Tuesday, December 9, 2014

Wednesday December 10 Housing and Economic stories


Fed Leak Tipped Traders to Historic Stimulus Move, Prompted Secret Inquiry - (www.bloomberg.com) Alarms went off inside the Federal Reserve: the Fed’s innermost secrets had leaked to Wall Street. Confidential deliberations of the Federal Open Market Committee made their way into a research note circulated among traders. The report -- a fly-on-the-wall account of the FOMC’s September 2012 meeting, with hints of Fed action to come that December -- prompted a mole hunt that reached the highest levels of the central bank. The story of the FOMC leak underscores the lengths to which outsiders will go to penetrate the inner workings of the Fed, and how valuable access can be. The Fed has never disclosed the investigation or its findings.

North Dakota Is Making A Huge Bet That Oil Prices Bounce Back - (www.businessinsider.com) North Dakota Governor Jack Dalrymple proposed a two-year state budget on Wednesday that forecasts rebounding oil prices and a 23 percent jump in oil taxes, a tacit bet the state's energy boom will continue unabated. Oil prices have dropped more than 30 percent since June amidst global oversupply and demand concerns. Last week OPEC opted not to cut its oil production, a step seen by many as designed to squeeze North Dakota and other oil-producing regions of the United States. Despite OPEC's decision, Dalrymple expects oil extraction and gross production taxes of $8.32 billion for the 2015 through 2017 biennium, well above the projected $6.76 billion for the two-year term about to end.

What’s Worse: Big Banks or Bondholders Shaking Markets? - (www.bloomberg.com) Banks may have gotten safer since the 2008 credit crisis, but risk is migrating to bond buyers. That’s worrying analysts and policy makers alike, who see investors plowing into infrequently-traded debt while Wall Street reduces its role in making markets. The combination has “resulted in a new world for investors,” one that’s fraught with pockets of less trading and bigger price swings, Royal Bank of Scotland Group Plc (RBS) analysts wrote in a November report. The U.S. Treasury Department has taken note, too, saying this week that investors pose a growing threat to financial stability. “Markets have become more brittle because liquidity may be less available in a downturn,” according to the annual report by the Treasury’s Office of Financial Research. “Recent volatility in financial markets focused attention on some of the vulnerabilities that have been growing over the past several years.” On Oct. 15, benchmark Treasury yields plunged the most since 2009 as investors fled riskier assets for the perceived safe haven of U.S. government debt. Implied swings in Treasury prices rose the most since 1989 that day, as measured by Bank of America Merrill Lynch’s MOVE index, showing how quickly volatility can surge from near record-low levels.
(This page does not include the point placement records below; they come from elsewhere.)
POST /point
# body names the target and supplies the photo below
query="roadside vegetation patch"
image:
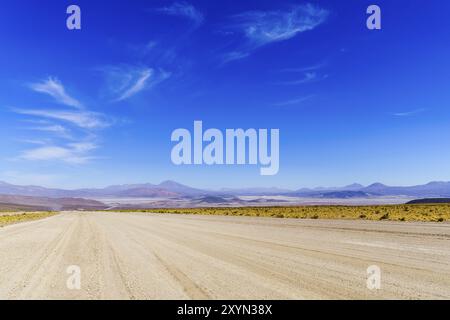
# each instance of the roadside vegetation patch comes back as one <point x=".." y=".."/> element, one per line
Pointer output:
<point x="403" y="213"/>
<point x="16" y="217"/>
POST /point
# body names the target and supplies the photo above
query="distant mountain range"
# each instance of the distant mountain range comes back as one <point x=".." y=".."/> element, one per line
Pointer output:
<point x="174" y="189"/>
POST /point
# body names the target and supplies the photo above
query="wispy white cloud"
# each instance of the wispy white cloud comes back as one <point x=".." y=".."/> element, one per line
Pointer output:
<point x="260" y="28"/>
<point x="125" y="82"/>
<point x="74" y="153"/>
<point x="308" y="77"/>
<point x="408" y="113"/>
<point x="54" y="129"/>
<point x="66" y="135"/>
<point x="183" y="9"/>
<point x="55" y="89"/>
<point x="139" y="84"/>
<point x="82" y="119"/>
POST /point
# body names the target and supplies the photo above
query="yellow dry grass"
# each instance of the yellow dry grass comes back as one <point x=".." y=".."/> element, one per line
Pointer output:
<point x="423" y="212"/>
<point x="15" y="217"/>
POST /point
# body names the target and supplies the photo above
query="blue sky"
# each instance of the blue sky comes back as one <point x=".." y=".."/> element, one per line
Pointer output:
<point x="97" y="106"/>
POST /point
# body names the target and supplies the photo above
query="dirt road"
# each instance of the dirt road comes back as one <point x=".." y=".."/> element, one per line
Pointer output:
<point x="150" y="256"/>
Oil at $40 Possible as Market Redraws Politics From Caracas to Tehran - (www.bloomberg.com) Oil’s decline is proving to be the worst since the collapse of the financial system in 2008 and threatening to have the same global impact of falling prices three decades ago that led to the Mexican debt crisis and the end of the Soviet Union. Russia, the world’s largest producer, can no longer rely on the same oil revenues to rescue an economy suffering from European and U.S. sanctions. Iran, also reeling from similar sanctions, will need to reduce subsidies that have partly insulated its growing population. Nigeria, fighting an Islamic insurgency, and Venezuela, crippled by failing political and economic policies, also rank among the biggest losers from the decision by the Organization of Petroleum Exporting Countries last week to let the force of the market determine what some experts say will be the first free-fall in decades.

The TV Industry As We Know It May Really, Finally Be Entering A Death Spiral - (www.businessinsider.com)  In the past six months, something has changed with the TV industry, according to AOL CEO Tim Armstrong. On stage at our Ignition conference, Armstrong said he recently heard from an advertiser who said he got a rebate for his TV ad budget because the ads weren't going to be filled. The advertiser needed to spend the extra money digitally as quickly as possible.  It's unclear whether this was just a one-time blip or the start of something different. Armstrong seemed to believe the latter. He thinks digital video advertising is finally starting to suck dollars from TV advertising.  New data from Nielsen explains why this is happening. Last quarter, TV viewing was down 4%, while video streaming was up 60%.